Like her mentor, Cook, has also continued to enjoy her subject, an attribute she believes characterizes any outstanding teacher.

“There has to be enough that is enticing and ever-new, and exciting about the subject matter itself, to effectively transmit passion about that subject to somebody else,” she says. That’s why she’s convinced she’d never be a good mathematics professor; history has always been her great love.

Outstanding teachers are also prepared to work hard throughout their career, and they enjoy people, working well with them one-on-one and in groups, says Cook, who also won a teaching award in June from the Ontario Confederation of University Faculty Associations.

“Where the groups are concerned, professors really need to have a sense of humour about what people do in their classes, what they say, and how they relate to you … and to remember, as difficult as it is, not to take yourself too seriously,” she adds.

Not only will that sense of humour protect a teacher against disappointment when students are critical, it will also ensure an instructor is not “warped” by too much praise, says Cook.

“People are altogether too polite to us and they think that we know more than we do, in many instances,” she says briskly. “We are all just people on this planet doing the best we can, and it’s important to remember that.”

One of the positive changes Cook has observed at the Faculty of Education, which is celebrating its 40th anniversary this year, is the shifting notion of what a teacher should be. Forty years ago, a fine teacher was an authority figure, an expert and a classroom manager who delivered information effectively to students.

Today, says Cook, teachers are encouraged to be facilitators, teaching in a more cooperative environment. They take into account their students’ culture, learning style and interests. “I think that’s a very good thing,” she says.

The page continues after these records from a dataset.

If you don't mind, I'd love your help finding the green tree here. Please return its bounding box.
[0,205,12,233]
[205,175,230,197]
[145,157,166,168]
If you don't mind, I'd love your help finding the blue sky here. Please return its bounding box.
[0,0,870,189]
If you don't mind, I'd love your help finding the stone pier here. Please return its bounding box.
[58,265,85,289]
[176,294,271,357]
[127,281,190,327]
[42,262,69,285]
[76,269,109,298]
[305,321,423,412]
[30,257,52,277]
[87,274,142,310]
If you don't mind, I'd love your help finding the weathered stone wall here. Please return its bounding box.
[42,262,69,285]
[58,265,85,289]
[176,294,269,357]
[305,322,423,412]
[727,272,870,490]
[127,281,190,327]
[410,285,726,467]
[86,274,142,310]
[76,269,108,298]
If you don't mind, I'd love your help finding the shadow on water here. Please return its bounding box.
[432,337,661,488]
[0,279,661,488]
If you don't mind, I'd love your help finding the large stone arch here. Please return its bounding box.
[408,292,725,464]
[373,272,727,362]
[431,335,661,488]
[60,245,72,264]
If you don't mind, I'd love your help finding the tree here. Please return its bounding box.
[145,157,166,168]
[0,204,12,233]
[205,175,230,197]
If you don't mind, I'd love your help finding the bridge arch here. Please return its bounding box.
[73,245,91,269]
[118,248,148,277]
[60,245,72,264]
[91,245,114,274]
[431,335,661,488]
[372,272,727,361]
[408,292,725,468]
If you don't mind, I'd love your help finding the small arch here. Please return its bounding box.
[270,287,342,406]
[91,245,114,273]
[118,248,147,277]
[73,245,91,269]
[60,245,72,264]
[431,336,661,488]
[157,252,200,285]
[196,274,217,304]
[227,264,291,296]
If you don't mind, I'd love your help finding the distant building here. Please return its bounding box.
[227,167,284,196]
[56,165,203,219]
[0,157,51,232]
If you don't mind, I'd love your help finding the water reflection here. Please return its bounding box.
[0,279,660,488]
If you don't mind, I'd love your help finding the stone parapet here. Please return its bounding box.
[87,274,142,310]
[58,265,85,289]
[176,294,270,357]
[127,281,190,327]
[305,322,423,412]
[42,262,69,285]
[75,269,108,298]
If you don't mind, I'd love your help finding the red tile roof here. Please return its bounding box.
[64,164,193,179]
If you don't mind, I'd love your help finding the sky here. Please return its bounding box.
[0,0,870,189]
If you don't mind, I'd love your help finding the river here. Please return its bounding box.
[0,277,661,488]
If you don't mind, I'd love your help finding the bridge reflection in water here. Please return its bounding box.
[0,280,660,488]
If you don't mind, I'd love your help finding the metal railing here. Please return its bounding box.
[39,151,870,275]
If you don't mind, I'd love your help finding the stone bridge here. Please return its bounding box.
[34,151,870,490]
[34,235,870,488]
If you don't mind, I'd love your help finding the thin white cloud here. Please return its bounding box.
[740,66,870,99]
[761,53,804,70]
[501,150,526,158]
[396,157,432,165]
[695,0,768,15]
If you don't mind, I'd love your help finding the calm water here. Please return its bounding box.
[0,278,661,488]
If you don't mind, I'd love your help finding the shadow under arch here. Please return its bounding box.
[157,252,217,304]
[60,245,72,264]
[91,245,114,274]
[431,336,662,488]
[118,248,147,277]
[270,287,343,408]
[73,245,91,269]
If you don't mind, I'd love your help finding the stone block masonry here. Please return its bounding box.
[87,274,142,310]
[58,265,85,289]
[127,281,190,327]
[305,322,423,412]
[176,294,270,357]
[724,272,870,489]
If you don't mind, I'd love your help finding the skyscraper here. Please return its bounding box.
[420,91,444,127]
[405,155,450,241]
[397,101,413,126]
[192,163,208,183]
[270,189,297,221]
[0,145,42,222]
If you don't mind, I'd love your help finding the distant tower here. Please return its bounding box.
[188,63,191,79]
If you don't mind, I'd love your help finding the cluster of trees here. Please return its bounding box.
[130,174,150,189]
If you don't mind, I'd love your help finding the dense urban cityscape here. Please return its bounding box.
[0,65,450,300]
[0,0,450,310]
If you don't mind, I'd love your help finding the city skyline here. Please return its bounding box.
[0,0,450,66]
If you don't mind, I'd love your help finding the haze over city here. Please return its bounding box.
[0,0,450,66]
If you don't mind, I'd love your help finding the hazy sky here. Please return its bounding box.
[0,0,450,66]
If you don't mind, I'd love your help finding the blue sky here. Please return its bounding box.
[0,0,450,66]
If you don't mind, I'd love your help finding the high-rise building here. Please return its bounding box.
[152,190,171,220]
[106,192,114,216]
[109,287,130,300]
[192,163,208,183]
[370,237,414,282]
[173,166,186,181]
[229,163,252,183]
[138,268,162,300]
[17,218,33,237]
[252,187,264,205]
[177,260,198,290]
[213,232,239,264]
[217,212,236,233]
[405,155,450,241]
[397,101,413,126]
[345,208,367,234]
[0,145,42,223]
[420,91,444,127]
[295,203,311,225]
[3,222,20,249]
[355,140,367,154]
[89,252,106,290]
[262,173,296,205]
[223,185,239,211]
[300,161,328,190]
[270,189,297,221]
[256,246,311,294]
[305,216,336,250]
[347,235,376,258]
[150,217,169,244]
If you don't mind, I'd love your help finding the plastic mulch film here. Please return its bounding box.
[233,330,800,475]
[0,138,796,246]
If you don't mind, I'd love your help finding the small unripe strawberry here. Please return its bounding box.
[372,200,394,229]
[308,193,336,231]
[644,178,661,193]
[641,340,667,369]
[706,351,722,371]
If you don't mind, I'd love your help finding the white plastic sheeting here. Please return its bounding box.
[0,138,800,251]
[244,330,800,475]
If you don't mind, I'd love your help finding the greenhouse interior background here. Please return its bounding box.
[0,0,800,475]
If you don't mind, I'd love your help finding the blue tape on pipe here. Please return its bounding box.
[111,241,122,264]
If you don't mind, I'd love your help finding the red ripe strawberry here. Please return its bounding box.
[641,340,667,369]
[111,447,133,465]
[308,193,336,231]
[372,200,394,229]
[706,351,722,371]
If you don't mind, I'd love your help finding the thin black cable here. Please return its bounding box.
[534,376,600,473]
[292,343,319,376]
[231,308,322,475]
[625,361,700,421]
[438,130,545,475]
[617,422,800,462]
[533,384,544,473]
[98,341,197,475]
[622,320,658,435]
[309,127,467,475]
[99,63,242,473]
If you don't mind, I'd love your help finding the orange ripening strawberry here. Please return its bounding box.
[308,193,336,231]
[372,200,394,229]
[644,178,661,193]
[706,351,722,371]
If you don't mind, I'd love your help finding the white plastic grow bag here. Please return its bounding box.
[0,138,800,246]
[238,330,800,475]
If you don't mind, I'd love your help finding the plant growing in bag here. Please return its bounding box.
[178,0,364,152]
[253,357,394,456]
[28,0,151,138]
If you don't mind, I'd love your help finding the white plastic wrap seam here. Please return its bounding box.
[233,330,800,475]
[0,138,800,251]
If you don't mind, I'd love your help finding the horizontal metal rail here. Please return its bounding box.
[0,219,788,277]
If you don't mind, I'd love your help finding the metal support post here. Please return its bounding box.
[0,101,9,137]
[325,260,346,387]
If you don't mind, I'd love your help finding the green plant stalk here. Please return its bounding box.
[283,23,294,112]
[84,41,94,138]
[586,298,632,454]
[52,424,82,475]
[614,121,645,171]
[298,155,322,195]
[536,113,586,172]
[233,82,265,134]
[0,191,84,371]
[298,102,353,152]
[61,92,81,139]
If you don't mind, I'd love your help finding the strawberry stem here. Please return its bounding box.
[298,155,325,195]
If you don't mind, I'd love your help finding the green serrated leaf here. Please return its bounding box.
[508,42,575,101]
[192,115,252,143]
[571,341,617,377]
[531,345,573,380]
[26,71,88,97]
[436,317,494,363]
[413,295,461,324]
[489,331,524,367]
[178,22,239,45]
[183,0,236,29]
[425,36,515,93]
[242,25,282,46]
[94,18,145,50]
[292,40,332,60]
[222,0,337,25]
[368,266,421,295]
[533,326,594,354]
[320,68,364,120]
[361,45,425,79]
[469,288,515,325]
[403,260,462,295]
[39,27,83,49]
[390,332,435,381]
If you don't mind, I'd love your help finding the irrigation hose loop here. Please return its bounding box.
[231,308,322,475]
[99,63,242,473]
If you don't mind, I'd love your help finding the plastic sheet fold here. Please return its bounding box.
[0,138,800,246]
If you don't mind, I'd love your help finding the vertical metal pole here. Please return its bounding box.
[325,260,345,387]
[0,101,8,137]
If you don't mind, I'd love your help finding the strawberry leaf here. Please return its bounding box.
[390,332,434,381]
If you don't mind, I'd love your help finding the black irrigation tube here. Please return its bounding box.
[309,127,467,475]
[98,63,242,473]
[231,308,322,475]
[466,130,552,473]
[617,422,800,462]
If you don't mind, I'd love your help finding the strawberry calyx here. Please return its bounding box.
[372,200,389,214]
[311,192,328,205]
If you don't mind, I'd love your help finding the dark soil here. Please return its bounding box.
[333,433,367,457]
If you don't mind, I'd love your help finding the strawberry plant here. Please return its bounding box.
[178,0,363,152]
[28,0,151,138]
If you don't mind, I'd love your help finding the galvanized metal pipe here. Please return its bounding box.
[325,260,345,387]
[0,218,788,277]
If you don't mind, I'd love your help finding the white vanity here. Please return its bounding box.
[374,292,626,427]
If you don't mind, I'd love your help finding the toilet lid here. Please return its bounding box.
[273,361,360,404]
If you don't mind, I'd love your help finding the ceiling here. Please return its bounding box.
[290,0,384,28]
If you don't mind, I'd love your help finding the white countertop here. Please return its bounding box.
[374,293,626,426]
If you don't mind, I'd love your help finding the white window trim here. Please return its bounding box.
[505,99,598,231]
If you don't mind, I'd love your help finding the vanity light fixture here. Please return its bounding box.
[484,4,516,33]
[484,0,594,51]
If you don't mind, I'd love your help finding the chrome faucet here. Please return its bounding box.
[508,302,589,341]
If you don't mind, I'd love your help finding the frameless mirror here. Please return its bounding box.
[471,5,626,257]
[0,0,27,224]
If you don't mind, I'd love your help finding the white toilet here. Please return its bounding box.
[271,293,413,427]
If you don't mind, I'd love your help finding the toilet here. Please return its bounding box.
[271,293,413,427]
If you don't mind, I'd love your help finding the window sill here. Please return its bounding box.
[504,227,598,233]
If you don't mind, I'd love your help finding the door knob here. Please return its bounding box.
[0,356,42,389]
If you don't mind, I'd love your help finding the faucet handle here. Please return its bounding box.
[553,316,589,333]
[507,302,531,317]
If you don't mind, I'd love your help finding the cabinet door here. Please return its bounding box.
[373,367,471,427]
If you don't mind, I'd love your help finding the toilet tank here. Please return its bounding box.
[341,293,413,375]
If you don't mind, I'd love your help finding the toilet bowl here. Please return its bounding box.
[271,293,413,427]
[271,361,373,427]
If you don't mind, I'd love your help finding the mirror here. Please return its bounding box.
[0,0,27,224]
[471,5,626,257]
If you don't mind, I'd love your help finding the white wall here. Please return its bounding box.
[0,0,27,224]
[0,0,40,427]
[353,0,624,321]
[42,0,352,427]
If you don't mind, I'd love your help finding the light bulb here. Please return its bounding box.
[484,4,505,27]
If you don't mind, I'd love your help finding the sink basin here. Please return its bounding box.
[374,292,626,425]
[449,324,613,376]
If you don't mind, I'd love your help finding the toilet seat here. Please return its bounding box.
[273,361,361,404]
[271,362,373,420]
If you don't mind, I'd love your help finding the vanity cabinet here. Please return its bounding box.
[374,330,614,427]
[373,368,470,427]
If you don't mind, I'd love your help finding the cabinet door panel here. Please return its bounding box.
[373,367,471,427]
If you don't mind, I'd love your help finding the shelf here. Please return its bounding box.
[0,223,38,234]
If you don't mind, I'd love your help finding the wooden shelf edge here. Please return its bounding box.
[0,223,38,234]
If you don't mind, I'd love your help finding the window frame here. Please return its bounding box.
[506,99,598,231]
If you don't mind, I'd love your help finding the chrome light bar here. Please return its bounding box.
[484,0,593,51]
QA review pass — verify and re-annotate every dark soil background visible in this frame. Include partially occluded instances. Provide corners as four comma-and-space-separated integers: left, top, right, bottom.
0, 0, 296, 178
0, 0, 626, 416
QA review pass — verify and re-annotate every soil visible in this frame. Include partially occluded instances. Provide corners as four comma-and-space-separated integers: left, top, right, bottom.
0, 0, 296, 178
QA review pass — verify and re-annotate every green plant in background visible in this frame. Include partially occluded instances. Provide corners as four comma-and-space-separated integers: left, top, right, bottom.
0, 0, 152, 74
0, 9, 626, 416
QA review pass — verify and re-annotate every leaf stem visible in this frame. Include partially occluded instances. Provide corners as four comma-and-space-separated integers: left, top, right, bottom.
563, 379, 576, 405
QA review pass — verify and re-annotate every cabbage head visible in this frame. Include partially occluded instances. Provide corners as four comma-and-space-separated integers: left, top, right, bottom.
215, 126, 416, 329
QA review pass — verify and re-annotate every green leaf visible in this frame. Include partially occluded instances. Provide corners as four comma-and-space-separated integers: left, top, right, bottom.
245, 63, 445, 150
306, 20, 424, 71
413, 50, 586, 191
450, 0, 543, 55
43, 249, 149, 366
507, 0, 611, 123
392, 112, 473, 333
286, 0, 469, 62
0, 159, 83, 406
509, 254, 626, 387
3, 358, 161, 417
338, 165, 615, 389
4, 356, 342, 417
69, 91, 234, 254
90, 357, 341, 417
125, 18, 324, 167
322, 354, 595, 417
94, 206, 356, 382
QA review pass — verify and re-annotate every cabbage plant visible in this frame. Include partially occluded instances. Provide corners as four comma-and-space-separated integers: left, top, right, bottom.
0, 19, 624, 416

Members of the University community, including 145 newly hired professors, will soon have the opportunity to witness Cook’s own pedagogical approach. As winner of this year’s Excellence in Teaching Award, she will deliver a public lecture on her own research into the history of women and smoking. Cook will talk about “that particular romance that has existed since the 1920s between young women and smoking.”  The lecture will be held in the Alumni Auditorium on November 7, at 7 p.m.